The triangle $ABC$, right angled at $C$, has median $AD$, $BE$ and $CF$. $AD$ lies along the line $y = x + 3$, $BE$ lies along the line $y = 2x + 4$. If the length of the hypotenuse is $60$, find the area of the triangle $ABC$.
Let $AC=b$, $BC=a$
$$a^2+b^2=60^2$$
$$\triangle_{ABC}=\dfrac{1}{2}ab\tag{1}$$
Let's take a look at $\angle AGB$
Case $1$: $\angle AGB=\theta$ is acute
$$\tan\theta=\left|\dfrac{1-2}{1+2}\right|$$ $$\tan\theta=\dfrac{1}{3}$$
Applying cosine rule in $\triangle_{AGB}$
$$\cos\theta=\dfrac{AG^2+GB^2-AB^2}{2AG\cdot GB}\tag{2}$$
As $G$ is centroid, so $AG=\dfrac{2}{3}AD$, $GB=\dfrac{2}{3}BE$
$$AD=\dfrac{1}{2}\sqrt{2b^2+2c^2-a^2}$$ $$AD=\dfrac{1}{2}\sqrt{4c^2-3a^2}\tag{3}$$
$$BE=\dfrac{1}{2}\sqrt{4c^2-3b^2}\tag{4}$$
$$\cos\theta=\dfrac{\dfrac{1}{9}\left(4c^2-3b^2+4c^2-3a^2\right)-c^2}{\dfrac{2}{9}\sqrt{4c^2-3a^2}\sqrt{4c^2-3b^2}}$$
$$\dfrac{6}{\sqrt{10}}=\dfrac{-4c^2}{\sqrt{4c^2-3a^2}\sqrt{4c^2-3b^2}}$$
This is not possible as $L.H.S$ is positive and $R.H.S$ is negative, so $\theta$ must have been obtuse.
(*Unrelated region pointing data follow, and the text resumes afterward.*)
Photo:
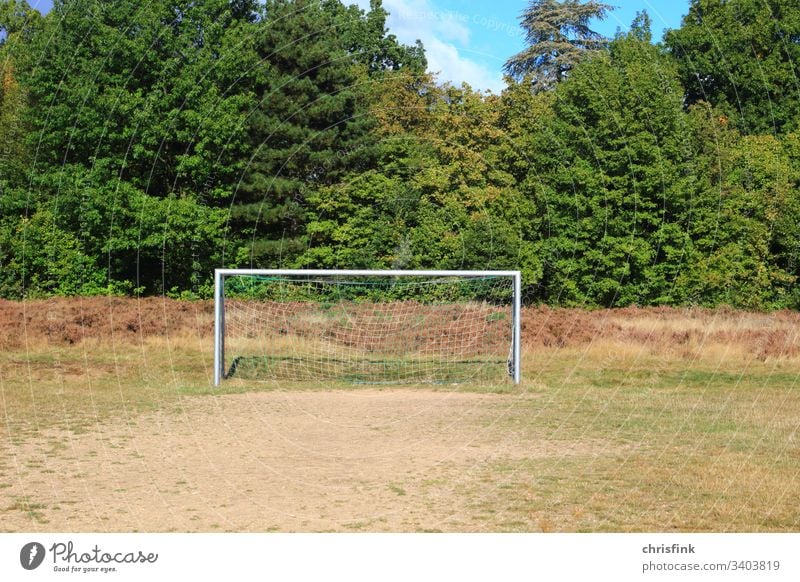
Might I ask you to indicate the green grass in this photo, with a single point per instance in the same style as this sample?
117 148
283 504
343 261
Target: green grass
634 440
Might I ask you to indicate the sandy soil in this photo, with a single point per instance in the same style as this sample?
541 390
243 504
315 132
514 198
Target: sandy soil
310 461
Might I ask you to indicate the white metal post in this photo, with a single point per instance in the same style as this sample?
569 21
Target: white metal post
517 326
219 352
219 303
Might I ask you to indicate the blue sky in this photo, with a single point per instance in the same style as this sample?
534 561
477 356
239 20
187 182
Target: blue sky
469 40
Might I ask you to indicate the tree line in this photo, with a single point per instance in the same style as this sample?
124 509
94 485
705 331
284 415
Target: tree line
142 145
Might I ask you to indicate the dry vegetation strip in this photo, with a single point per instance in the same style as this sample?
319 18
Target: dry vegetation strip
627 421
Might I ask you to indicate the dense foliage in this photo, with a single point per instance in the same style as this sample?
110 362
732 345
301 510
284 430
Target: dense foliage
144 144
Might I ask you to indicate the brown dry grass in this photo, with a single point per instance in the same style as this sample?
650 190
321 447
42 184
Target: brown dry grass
629 420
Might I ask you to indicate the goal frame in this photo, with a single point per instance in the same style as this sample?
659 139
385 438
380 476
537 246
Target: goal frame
219 301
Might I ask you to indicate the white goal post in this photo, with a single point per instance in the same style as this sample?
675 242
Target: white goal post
369 326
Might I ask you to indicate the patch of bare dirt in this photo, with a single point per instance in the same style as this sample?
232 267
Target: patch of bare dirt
348 461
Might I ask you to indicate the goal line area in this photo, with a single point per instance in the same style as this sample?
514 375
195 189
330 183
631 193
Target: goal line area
369 327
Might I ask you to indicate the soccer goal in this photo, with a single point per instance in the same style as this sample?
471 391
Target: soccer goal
367 326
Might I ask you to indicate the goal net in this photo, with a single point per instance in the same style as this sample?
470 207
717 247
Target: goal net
367 326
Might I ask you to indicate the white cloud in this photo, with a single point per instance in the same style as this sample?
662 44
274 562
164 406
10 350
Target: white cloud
441 32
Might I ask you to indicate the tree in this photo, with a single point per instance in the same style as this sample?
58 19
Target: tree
156 92
743 57
312 123
438 196
558 38
606 172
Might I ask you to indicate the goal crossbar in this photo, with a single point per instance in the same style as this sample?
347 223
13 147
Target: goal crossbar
219 301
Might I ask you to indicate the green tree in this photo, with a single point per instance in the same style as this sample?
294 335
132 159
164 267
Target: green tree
311 126
558 37
743 57
438 196
607 174
154 92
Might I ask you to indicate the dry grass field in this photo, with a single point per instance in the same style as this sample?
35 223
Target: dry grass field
626 420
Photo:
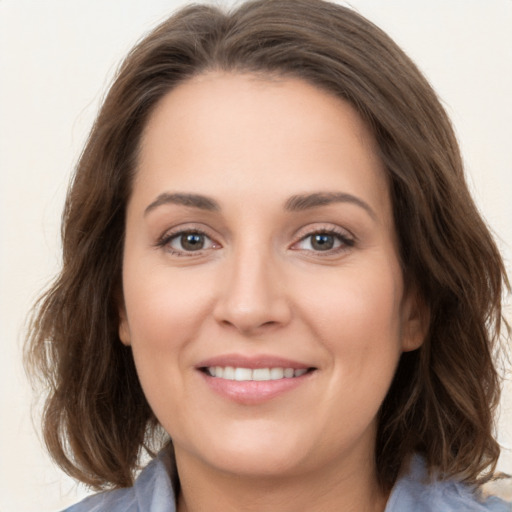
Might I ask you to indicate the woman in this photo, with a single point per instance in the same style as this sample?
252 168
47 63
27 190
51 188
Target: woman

So $\cos\theta=\dfrac{-3}{\sqrt{10}}$
Hence above expression can be written as
$$\dfrac{3}{\sqrt{10}}=\dfrac{2c^2}{\sqrt{4c^2-3a^2}\sqrt{4c^2-3b^2}}$$
Squaring both sides
$$9(4c^2-3a^2)(4c^2-3b^2)=40c^4$$ $$9(16c^4-12b^2c^2-12a^2c^2+9a^2b^2)=40c^4$$ $$144c^4-108c^4+9a^2b^2=40c^4$$ $$9a^2b^2=4c^4$$ $$ab=\pm\dfrac{2}{3}c^2$$
As $a$ and $b$ are sides, so $ab$ will be positive, hence $ab=2400$
Hence, area of triangle is $\dfrac{1}{2}ab=1200$, but actual answer is $400$
You went wrong near the end. You got $$9(16c^4-12b^2c^2-12a^2c^2+9a^2b^2)=40c^2$$ We have $a^2+b^2=c^2$ so $$9(16c^4-12c^4+9a^2b^2)=40c^4$$ and hence $$81a^2b^2=(40-36)c^4$$ So $ab=\frac{2}{9}c^2=$ and the area is $60^2/9=400$.